Not quite. I got about two chapters in when Picky Reader demanded something to read. Since the book was fast-paced, involved problems, and has a Snicketesque vibe to it, I gave her the book, which she proceeded to polish off all 389 pages in less than 24 hours. Declaring it the best thing she had read in the longest time, she requested that she keep the copy. Also helping-- there was a character named Eleanor whose nickname was Nell!

So. Maud Flynn is an orphan at the Barbary Asylum when Hyacinth Hawthorne and her sister Judith come looking for a little girl to adopt. Captivated by her singing and spirit, the two override the opinion of the headmistress and take Maud home. They give her books and clothing and a nice room... on the condition that she be able to keep their secrets. These are deliciously vague for a while (Are they white slavers? Do they kill their boarders?) until we find that Maud acts as a medium and defrauds bereaved relatives of huge sums of money in return for "speaking" to their deceased relatives. When one mother offers $5,000 to be reunited with her young daughter who drowned, Maud is brought into the plot. The group moves to the seaside, and Maud gets a small taste of life outside the home, and begins to realize that Hyacinth doesn't care as much about her as she had believed.
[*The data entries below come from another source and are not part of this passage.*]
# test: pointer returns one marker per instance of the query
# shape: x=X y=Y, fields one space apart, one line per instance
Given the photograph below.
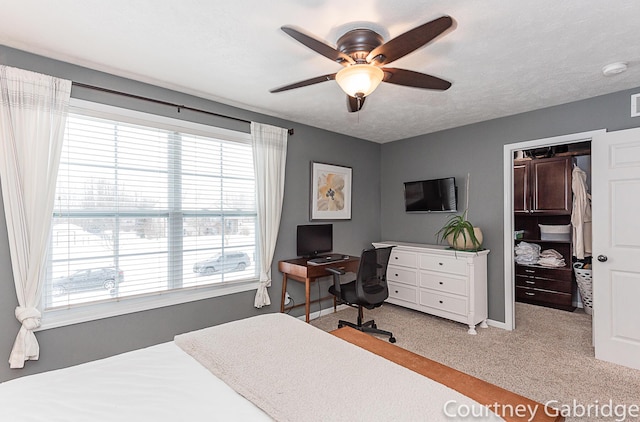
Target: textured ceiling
x=503 y=57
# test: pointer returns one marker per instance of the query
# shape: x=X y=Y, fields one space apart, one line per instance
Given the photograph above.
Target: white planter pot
x=461 y=244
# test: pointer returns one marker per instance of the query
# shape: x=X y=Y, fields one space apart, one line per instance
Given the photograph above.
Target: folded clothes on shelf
x=551 y=258
x=527 y=253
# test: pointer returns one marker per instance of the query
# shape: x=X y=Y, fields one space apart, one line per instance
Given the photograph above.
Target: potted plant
x=459 y=232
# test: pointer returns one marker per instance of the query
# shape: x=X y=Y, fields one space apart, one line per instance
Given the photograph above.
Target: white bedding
x=159 y=383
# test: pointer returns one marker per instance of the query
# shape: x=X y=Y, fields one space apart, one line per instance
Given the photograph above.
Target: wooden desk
x=298 y=270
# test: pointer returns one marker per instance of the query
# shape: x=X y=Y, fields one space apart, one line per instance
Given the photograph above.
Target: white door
x=616 y=246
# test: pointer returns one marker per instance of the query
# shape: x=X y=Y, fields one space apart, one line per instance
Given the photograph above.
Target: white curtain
x=269 y=158
x=33 y=109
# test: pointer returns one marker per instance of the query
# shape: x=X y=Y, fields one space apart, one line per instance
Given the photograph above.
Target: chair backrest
x=371 y=280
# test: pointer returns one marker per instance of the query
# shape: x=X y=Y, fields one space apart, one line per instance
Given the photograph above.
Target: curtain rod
x=178 y=106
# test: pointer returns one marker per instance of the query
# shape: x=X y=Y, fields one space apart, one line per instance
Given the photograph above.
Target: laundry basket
x=585 y=285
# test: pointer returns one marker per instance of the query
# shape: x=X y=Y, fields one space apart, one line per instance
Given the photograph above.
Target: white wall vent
x=635 y=105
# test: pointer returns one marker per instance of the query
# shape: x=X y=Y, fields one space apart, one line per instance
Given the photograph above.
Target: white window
x=148 y=212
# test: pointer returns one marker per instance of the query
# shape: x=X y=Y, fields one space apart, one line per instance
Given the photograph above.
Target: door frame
x=509 y=267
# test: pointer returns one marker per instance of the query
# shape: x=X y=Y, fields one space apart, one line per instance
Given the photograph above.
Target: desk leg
x=307 y=296
x=284 y=291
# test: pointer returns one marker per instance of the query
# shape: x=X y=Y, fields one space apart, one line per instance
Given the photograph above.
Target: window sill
x=94 y=311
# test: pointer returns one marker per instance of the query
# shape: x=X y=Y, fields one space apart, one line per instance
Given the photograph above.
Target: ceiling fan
x=362 y=52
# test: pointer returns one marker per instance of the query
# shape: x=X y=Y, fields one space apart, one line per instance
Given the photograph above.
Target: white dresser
x=439 y=281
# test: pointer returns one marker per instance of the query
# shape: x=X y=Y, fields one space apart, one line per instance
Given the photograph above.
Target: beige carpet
x=547 y=357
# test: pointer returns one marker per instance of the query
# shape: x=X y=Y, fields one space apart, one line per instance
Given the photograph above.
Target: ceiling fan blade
x=307 y=82
x=414 y=79
x=409 y=41
x=354 y=104
x=317 y=45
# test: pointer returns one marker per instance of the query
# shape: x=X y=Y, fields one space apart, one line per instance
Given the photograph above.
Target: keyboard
x=328 y=259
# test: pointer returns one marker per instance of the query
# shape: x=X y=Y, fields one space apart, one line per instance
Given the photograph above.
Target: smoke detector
x=614 y=68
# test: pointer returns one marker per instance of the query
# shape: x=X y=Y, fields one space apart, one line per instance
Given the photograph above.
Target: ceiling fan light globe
x=360 y=79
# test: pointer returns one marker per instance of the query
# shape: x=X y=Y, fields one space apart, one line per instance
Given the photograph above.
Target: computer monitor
x=314 y=239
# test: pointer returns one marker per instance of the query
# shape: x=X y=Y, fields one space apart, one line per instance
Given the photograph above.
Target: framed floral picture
x=330 y=192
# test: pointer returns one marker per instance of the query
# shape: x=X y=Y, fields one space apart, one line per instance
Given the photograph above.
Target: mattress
x=158 y=383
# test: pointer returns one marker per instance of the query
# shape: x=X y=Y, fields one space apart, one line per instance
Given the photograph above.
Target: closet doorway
x=511 y=176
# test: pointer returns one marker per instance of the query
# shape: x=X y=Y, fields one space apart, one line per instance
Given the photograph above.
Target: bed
x=269 y=367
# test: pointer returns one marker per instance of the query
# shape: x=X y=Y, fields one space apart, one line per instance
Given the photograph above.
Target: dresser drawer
x=443 y=283
x=403 y=258
x=402 y=292
x=547 y=273
x=402 y=275
x=543 y=296
x=443 y=264
x=541 y=283
x=456 y=305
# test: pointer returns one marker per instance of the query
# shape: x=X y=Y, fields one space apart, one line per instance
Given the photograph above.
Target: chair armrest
x=337 y=272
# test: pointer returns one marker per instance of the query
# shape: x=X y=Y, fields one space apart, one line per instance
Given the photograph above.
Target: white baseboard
x=498 y=324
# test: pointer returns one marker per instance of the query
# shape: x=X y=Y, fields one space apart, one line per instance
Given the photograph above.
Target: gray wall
x=78 y=343
x=478 y=149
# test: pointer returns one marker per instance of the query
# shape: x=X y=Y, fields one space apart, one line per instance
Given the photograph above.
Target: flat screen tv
x=314 y=239
x=434 y=195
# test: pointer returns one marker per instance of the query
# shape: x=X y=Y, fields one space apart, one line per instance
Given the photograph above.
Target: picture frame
x=330 y=192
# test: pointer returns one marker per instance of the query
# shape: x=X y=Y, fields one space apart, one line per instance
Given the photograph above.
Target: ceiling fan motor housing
x=358 y=43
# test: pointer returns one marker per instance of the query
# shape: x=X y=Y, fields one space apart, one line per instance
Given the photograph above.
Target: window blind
x=147 y=210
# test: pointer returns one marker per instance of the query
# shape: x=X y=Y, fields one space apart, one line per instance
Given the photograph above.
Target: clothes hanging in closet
x=581 y=214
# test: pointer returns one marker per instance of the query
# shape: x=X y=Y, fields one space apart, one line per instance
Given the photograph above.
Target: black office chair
x=369 y=289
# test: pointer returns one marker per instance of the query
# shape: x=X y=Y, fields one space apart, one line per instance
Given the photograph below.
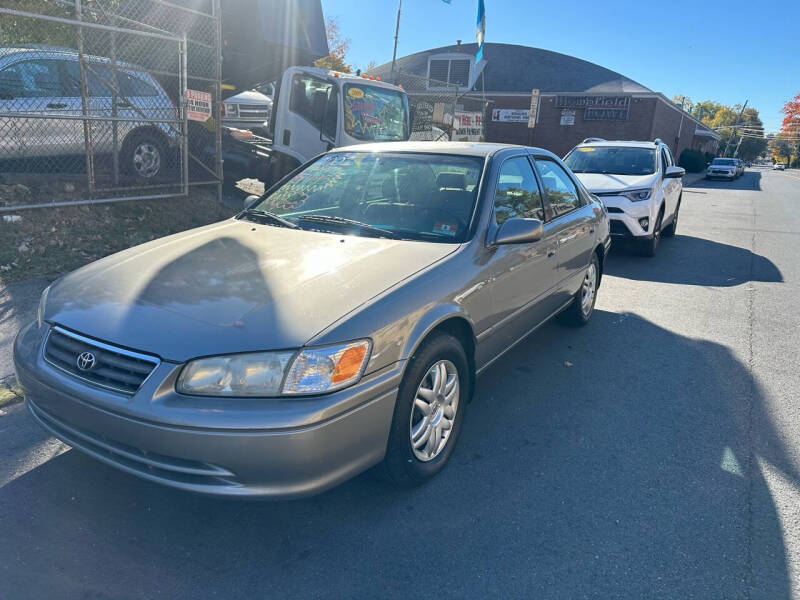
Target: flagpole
x=396 y=31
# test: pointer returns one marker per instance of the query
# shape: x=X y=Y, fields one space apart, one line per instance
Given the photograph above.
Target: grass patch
x=50 y=241
x=10 y=392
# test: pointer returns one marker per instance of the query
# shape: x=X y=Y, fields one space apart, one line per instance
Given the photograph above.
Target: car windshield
x=616 y=160
x=416 y=196
x=373 y=113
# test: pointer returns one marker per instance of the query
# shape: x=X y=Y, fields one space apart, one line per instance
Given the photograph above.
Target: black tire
x=671 y=229
x=575 y=315
x=144 y=156
x=649 y=247
x=401 y=466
There is a great relationship with the deaf and mute housekeeper, Anna; a horrible tragedy; and a story book ending for all concerned.

Definitely, fans of Victorian Gothic stories like Wallace's Peppermints in the Parlor, will adore this one. Picky Reader had heard a little about the Spiritulist movement in the early twentieth century, but had not read much about it, and Schlitz gives it a very thorough and delighful treatment in this book. I don't know how I missed this one, but I will definitely get one for my library.

Also reading this week: the new Brian Jacques title, The Sable Quean. Evil animals capture young Redwall denizens. Lots of food is consumed. Lots of hedgehogs talk in Liverpudlian accents. *Sigh* Not my favorite, but there will be die hard fans wanting this book when school starts in August.

Which may be interesting since there is no carpet, shelving, furniture or even light switches in my library right now! Shouldn't it at least be painted?